Newspaper says Vimpelcom suspected of paying $55mn bribe to acquire Uzbek licences

By bne IntelliNews November 18, 2014

bne -

 

Russian telecoms group Vimpelcom is suspected of paying bribes to Gulnara Karimova, the disgraced eldest daughter of President Islam Karimov, to enter the Uzbek market, according to Norwegian daily  Klassekampen.

Sweden’s General Prosecutor Berndt Berger presented documents to a court in Stockholm on November 14 that allegedly show that Vimpelcom paid $55mn in bribes - $25mn in 2007 and $30mn in 2011 - to a Gibiltrar-based company named Takilant which is registered under the name of Gayane Avakyan, Gulnara's friend and business partner.  Another $37.5mn was transferred in the form of profits from a partnerhip agreement signed in 2007.  Suspicion arose that the payments constituted bribes to get the Uzbek government to issue telecommunications licenses, Klassekampen quoted Berger as writing. 
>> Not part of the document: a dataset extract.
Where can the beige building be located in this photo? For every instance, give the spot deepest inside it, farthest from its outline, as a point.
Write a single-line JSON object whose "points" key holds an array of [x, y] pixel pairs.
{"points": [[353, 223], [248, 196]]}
Vimpelcom holds operating licences in Uzbekistan through local subsidiary Beeline. Its major shareholders are Altimo, the telecom arm of Alfa Group, a Russian investment company controlled by oligarch Mikhail Fridman, which owns 47.9% of total voting rights, and Telenor, a telecom group controlled by the Norwegian government, which owns another 43% of voting rights.

“These recent reports actually do not provide any new information to what the company has already disclosed in its financial statements and to regulators,” a spokesperson for Vimpelcom told EurasiaNet.org on November 17. “The company continues to cooperate with the pending investigations, and it continues to focus its energies on improving its compliance program.”

The group had already acknowledged in a 2013 SEC filing that Takilant had held a minority stake in its Uzbek subsidiary Beeline in 2007-2009 and that it had worked with Takilant to acquire frequencies in Uzbekistan, warning that it could give no assurance that it would "not become subject to investigations, face liability or suffer presentational harm" as a consequence of its dealings with Takilant.

The group's Uzbek operations are currently under investigation by the SEC in the US and a Dutch court - the group is headquartered in Amsterdam. The Swedish prosecutor is interested in the case because  TeliaSonera, controlled by Sweden's government, is under investigation in Stockholm for allegedly paying up to $300mn in 2007 to acquire licenses in Uzbekistan. Gibraltar-based Talikent served as an intermediary also in that occasion.

Gulnara Karimova, once rumoured to to succeed her father as Uzbekistan's president, has now fallen victim to an escalating internal struggle for power and has been under house arrest in Tashkent since February.